Promotion de la planification familiale : L’épouse du Premier ministre, nouvelle ambassadrice

En marge de la 1ère édition de la semaine de planification familiale 2017, l’épouse du Premier ministre, Anne Thiéba a reçu des mains du ministre de la santé, Pr Nicolas Méda, son écharpe d’ambassadrice de la planification familiale (PF) et deux trophées de championne de la PF au Burkina Faso. C’était le vendredi 12 mai 2017, au Centre de santé et de promotion sociale de Sondogo, situé dans la commune de Boulmiougou.

 
Promotion de la planification familiale : L’épouse du Premier ministre, nouvelle ambassadrice

 

 

 

 

 

 

 

 

 

 

 

 

 

 

Porter la prévalence contraceptive de 22,5% à 32% en 2020. Telle est l’ambition du Burkina Faso. L’épouse du Premier ministre, Anne Thiéba qui porte désormais le titre d’ambassadrice de la planification familiale s’inscrit également dans cette dynamique. La cérémonie d’investiture s’est déroulée en présence des autorités administratives de la commune de Boulmiougou, de celles coutumières de Sondogo, du personnel de santé, d’associations et ONG œuvrant dans la santé de la reproduction au Burkina.

En tant que championne, la toute nouvelle ambassadrice aura donc pour mission de contribuer à l’atteinte des objectifs de développement durable ; de promouvoir la participation active des femmes, jeunes filles dans le domaine de la PF. En plus de cela, elle devra impulser un nouvel élan notamment au niveau des décideurs et enfin interpeller périodiquement l’ensemble des acteurs clés engagés dans la mise en œuvre des activités de la PF.

Très émue de cette reconnaissance, Anne Thiéba a remercié le ministre de la santé et ses partenaires pour la confiance qu’ils placent en elle. « Je marque devant tous mon engagement à œuvrer pour le plus grand accès des populations aux services de la PF. Un programme dont l’importance n’est plus à démontrer en tant que stratégie de réduction de la mortalité maternelle et néonatale, et l’épanouissement des femmes », s’est-elle exprimée. « Je me sens fière en tant qu’ambassadrice de pouvoir, aux côtés de l’ensemble des acteurs intervenant dans le domaine de la planification familiale, booster assurément nos indicateurs en matière de PF », a-t-elle ajouté.
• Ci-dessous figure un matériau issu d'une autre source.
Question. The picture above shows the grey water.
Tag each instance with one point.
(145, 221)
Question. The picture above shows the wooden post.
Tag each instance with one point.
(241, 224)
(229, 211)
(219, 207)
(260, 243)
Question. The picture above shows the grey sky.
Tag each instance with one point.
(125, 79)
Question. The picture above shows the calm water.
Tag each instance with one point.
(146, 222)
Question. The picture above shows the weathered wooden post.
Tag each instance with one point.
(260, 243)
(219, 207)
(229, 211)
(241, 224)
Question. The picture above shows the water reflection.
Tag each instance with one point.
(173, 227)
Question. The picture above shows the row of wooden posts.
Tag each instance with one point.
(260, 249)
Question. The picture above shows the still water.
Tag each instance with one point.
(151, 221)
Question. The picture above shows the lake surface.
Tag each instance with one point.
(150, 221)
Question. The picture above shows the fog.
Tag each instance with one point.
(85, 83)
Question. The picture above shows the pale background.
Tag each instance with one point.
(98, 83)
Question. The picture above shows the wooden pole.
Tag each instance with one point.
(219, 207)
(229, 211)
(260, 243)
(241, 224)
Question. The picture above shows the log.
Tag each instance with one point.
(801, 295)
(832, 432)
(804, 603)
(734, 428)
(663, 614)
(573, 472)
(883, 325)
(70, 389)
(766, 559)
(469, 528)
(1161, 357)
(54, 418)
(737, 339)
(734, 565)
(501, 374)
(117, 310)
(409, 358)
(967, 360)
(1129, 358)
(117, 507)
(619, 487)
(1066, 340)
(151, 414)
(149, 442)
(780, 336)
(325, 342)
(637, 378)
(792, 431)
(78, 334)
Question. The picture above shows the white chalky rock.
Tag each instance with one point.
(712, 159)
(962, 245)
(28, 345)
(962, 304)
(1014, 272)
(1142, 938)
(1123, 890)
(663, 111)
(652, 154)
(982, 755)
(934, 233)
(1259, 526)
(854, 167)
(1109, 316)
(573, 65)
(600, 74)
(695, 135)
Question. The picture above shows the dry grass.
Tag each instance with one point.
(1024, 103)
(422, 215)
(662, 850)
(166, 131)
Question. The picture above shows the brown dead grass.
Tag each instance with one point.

D’ores et déjà, Anne Thiéba prévoit tout mettre en œuvre pour faire la différence.
Pour y arriver, elle a sollicité l’adhésion de la population à cette stratégie porteuse d’espoir. Pour elle, ce sont les femmes, dans leurs ménages qui doivent prendre cette décision de planifier et de vouloir le meilleur pour leurs enfants. Toutefois, l’accompagnement de leurs conjoints n’est pas exclu. Egalement, l’Etat doit apporter sa pierre en facilitant l’accès des femmes aux contraceptifs, toujours selon elle. « Ce n’est pas une tentative pour contrôler le nombre d’enfants. Il n’y a pas un agenda caché derrière. C’est juste un outil de développement. Si on arrive à maitriser notre croissance démographique, en même temps, on renforce notre croissance économique et le développement du Burkina Faso », a-t-elle fait comprendre.

 Au-delà de son symbole, la cérémonie d’investiture est la matérialisation de l’engagement des autorités à faire de la PF un levier de son développement économique et social, confie le ministre de la santé, Pr Nicolas Méda. A l’en croire, dans le PNDES 2016-2020, l’un des effets attendus de l’axe 2 souligne l’importance du développement du capital humain, par l’accélération de la transition démographique pour déclencher le dividende démographique.

C’est pourquoi, avec la planification familiale, ils entendent, à travers l’espacement des naissances, sauvegarder la santé des mères et des enfants. Ceci, en vue de permettre à la population de grandir, d’avoir une éducation, une connaissance et un savoir-faire pour développer le pays. Par ailleurs, le premier responsable du ministère de la santé a traduit sa satisfaction à l’épouse du Premier ministre pour avoir accepté d’être la championne de la PF.